Genesis 1:28 has been used to oppose a great many things, from abortion to contraception to gay marriage. But it takes a fundamentalist (mis)reading of the passage to reach these conclusions.

God, having just created mankind, "blessed them, and God said unto them, Be fruitful, and multiply". The socially conservative reading views this as a command: mankind must multiply, and so abortion or contraception get in the way of this injunction. But rather than being a command, this is instead a description of the conditions God has blessed mankind with, namely that it has the capacity to multiply.
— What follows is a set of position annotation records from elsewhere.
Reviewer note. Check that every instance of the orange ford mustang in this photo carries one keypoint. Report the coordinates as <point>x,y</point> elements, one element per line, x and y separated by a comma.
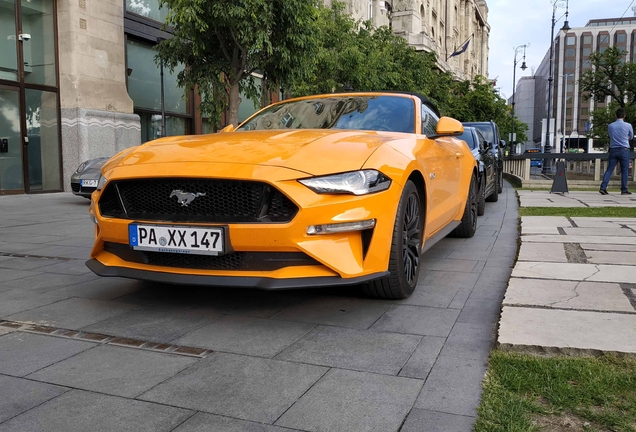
<point>335,189</point>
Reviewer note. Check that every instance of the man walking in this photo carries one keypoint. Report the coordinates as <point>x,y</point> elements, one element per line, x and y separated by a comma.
<point>620,133</point>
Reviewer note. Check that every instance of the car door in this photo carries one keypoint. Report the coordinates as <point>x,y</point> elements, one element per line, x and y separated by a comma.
<point>442,175</point>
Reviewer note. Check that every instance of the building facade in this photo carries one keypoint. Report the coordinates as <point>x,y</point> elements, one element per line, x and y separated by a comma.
<point>570,115</point>
<point>440,26</point>
<point>78,78</point>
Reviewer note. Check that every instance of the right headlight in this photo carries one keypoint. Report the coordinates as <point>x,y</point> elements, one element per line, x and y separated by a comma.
<point>102,181</point>
<point>361,182</point>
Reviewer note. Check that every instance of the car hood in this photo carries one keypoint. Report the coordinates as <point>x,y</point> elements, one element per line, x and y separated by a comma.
<point>314,152</point>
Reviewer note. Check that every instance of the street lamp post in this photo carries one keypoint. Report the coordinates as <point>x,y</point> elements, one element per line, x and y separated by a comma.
<point>523,67</point>
<point>547,163</point>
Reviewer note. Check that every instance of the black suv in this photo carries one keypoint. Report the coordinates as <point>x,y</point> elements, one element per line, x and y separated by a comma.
<point>487,167</point>
<point>490,131</point>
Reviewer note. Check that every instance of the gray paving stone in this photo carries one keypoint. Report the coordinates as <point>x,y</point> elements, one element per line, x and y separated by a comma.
<point>213,423</point>
<point>101,289</point>
<point>431,295</point>
<point>423,420</point>
<point>18,395</point>
<point>480,311</point>
<point>470,341</point>
<point>453,386</point>
<point>80,411</point>
<point>73,313</point>
<point>114,370</point>
<point>25,263</point>
<point>567,295</point>
<point>455,265</point>
<point>246,335</point>
<point>359,350</point>
<point>247,388</point>
<point>154,325</point>
<point>338,311</point>
<point>24,353</point>
<point>568,330</point>
<point>353,401</point>
<point>423,359</point>
<point>417,320</point>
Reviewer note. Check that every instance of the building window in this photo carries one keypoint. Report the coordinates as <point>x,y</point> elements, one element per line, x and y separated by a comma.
<point>148,8</point>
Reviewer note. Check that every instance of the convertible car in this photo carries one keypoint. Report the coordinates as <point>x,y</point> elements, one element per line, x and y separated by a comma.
<point>335,189</point>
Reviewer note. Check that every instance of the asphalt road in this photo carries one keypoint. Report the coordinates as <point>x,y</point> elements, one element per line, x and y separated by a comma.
<point>79,352</point>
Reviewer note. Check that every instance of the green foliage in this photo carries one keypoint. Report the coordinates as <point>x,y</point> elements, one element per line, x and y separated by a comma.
<point>224,41</point>
<point>610,76</point>
<point>354,53</point>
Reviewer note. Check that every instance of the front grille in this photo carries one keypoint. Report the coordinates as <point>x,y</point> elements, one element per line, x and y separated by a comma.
<point>219,201</point>
<point>254,261</point>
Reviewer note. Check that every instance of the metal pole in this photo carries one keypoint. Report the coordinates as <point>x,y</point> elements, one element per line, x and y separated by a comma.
<point>548,147</point>
<point>163,105</point>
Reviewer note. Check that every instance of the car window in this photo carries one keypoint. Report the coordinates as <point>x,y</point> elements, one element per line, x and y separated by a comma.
<point>429,121</point>
<point>379,113</point>
<point>468,137</point>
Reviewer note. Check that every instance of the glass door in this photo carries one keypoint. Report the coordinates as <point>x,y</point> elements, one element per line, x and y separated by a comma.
<point>30,154</point>
<point>11,171</point>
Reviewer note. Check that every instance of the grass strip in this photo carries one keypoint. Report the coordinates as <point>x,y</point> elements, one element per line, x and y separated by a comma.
<point>532,393</point>
<point>578,211</point>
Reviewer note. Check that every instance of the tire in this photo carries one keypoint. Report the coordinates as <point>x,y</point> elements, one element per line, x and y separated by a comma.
<point>406,246</point>
<point>500,181</point>
<point>494,196</point>
<point>468,225</point>
<point>481,203</point>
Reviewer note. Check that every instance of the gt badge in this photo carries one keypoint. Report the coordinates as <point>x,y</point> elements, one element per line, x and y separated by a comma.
<point>185,198</point>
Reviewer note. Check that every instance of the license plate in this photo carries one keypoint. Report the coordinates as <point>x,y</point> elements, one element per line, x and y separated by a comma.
<point>177,239</point>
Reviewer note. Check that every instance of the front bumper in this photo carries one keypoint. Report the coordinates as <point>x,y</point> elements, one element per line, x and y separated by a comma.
<point>263,283</point>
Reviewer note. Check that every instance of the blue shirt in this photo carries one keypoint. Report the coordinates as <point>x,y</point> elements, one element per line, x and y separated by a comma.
<point>620,133</point>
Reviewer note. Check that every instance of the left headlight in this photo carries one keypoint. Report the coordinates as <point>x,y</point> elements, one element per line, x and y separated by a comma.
<point>355,182</point>
<point>102,181</point>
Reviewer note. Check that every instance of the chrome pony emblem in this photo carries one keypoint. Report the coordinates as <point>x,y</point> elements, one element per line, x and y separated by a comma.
<point>185,198</point>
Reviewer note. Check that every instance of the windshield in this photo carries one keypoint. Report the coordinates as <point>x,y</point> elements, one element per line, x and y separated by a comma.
<point>468,137</point>
<point>376,113</point>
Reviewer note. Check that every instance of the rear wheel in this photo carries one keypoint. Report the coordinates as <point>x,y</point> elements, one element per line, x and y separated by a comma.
<point>404,260</point>
<point>481,203</point>
<point>468,225</point>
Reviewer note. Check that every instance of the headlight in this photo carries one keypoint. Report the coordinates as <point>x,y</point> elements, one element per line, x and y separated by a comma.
<point>356,183</point>
<point>81,168</point>
<point>102,181</point>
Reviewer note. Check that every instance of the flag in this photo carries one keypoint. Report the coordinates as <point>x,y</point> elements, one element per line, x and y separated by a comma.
<point>462,48</point>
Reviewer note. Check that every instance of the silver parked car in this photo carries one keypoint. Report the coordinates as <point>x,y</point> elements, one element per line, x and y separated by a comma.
<point>84,179</point>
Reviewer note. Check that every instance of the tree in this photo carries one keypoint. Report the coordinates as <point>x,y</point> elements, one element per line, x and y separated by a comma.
<point>223,42</point>
<point>610,77</point>
<point>477,100</point>
<point>354,53</point>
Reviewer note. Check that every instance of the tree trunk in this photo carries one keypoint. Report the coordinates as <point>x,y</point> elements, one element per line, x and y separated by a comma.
<point>235,100</point>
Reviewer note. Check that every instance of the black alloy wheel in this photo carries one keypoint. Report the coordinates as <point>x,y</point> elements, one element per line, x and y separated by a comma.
<point>406,247</point>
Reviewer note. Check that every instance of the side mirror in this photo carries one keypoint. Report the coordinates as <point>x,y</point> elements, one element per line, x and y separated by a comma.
<point>447,126</point>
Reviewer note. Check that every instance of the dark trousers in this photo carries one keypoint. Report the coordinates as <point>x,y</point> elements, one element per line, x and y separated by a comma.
<point>617,155</point>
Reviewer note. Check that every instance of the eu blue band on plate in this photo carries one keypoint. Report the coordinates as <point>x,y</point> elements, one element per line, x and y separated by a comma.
<point>132,235</point>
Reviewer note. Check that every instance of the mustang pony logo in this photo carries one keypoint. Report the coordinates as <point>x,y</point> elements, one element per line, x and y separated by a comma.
<point>185,198</point>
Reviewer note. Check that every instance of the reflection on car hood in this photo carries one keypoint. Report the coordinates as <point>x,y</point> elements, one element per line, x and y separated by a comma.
<point>314,152</point>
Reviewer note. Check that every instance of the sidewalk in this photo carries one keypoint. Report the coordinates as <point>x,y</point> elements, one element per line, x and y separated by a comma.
<point>573,287</point>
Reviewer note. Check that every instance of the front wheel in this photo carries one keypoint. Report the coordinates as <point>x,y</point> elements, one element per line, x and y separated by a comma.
<point>468,225</point>
<point>404,259</point>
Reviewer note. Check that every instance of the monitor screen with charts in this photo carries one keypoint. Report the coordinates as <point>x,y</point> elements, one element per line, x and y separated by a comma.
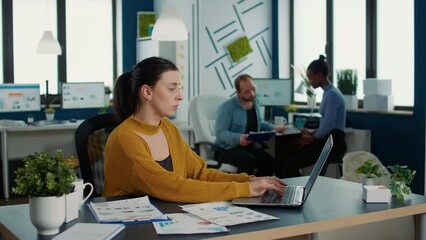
<point>273,92</point>
<point>19,97</point>
<point>83,95</point>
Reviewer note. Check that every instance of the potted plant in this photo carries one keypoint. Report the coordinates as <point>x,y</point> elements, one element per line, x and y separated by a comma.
<point>370,171</point>
<point>45,179</point>
<point>347,82</point>
<point>401,178</point>
<point>50,113</point>
<point>306,87</point>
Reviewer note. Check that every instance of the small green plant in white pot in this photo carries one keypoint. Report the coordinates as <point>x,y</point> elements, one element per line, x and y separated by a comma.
<point>401,178</point>
<point>370,171</point>
<point>45,180</point>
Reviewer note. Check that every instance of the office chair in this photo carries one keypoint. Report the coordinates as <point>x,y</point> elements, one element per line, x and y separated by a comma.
<point>90,139</point>
<point>202,114</point>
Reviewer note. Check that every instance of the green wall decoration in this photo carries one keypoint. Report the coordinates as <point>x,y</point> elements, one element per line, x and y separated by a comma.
<point>146,21</point>
<point>239,49</point>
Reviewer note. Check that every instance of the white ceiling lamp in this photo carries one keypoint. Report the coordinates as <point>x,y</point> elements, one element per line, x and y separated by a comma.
<point>169,27</point>
<point>48,44</point>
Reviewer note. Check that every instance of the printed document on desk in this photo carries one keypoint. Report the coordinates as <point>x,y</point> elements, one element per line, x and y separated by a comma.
<point>225,213</point>
<point>186,223</point>
<point>260,136</point>
<point>134,210</point>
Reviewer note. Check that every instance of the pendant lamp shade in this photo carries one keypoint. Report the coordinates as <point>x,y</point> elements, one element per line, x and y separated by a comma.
<point>169,27</point>
<point>48,44</point>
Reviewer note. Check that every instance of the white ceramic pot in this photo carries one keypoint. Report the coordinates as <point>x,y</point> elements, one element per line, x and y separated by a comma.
<point>47,214</point>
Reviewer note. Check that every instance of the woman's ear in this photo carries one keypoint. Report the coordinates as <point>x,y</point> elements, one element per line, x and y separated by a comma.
<point>146,92</point>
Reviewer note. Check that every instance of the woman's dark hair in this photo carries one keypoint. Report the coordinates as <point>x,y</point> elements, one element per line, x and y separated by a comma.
<point>128,85</point>
<point>239,79</point>
<point>319,65</point>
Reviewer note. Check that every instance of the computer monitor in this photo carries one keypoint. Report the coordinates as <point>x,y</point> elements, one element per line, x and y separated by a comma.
<point>19,97</point>
<point>83,95</point>
<point>273,92</point>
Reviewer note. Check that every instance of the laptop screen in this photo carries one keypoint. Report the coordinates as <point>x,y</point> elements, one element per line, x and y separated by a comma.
<point>318,166</point>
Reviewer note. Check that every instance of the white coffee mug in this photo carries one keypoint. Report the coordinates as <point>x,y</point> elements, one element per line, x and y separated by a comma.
<point>280,121</point>
<point>79,186</point>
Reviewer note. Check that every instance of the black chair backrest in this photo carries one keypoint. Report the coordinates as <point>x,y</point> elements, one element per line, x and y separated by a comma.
<point>90,139</point>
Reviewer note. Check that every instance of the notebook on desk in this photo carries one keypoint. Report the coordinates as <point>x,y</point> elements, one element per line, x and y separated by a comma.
<point>294,196</point>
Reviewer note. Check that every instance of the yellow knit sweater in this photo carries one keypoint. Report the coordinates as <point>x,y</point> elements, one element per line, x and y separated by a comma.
<point>131,169</point>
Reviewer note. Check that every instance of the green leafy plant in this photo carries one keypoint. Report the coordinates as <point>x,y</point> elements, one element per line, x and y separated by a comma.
<point>401,178</point>
<point>369,169</point>
<point>44,175</point>
<point>347,81</point>
<point>239,49</point>
<point>49,110</point>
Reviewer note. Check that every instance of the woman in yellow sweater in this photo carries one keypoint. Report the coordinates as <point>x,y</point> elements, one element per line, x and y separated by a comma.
<point>146,153</point>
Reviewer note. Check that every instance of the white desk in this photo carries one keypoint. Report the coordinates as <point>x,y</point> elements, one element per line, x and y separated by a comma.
<point>17,142</point>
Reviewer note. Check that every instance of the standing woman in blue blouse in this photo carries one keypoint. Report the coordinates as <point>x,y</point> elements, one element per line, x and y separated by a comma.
<point>308,146</point>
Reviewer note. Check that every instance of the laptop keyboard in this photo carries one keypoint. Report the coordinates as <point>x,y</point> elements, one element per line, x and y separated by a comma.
<point>287,199</point>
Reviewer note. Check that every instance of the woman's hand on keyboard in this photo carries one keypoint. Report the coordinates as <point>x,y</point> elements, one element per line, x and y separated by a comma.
<point>258,185</point>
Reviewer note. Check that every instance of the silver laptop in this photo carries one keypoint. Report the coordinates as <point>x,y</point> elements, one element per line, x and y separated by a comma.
<point>294,196</point>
In the same passage, God blesses mankind with "dominion over the fish of the sea", which if it were subjected to a similarly fundamentalist reading might lead us to believe trawlermen have special dominion over Heaven.

To effortlessly be fruitful and multiply for all time was the blessed state of mankind prior to the Fall. Moral commands were not necessary in this situation because everything was ordered as God himself had structured it.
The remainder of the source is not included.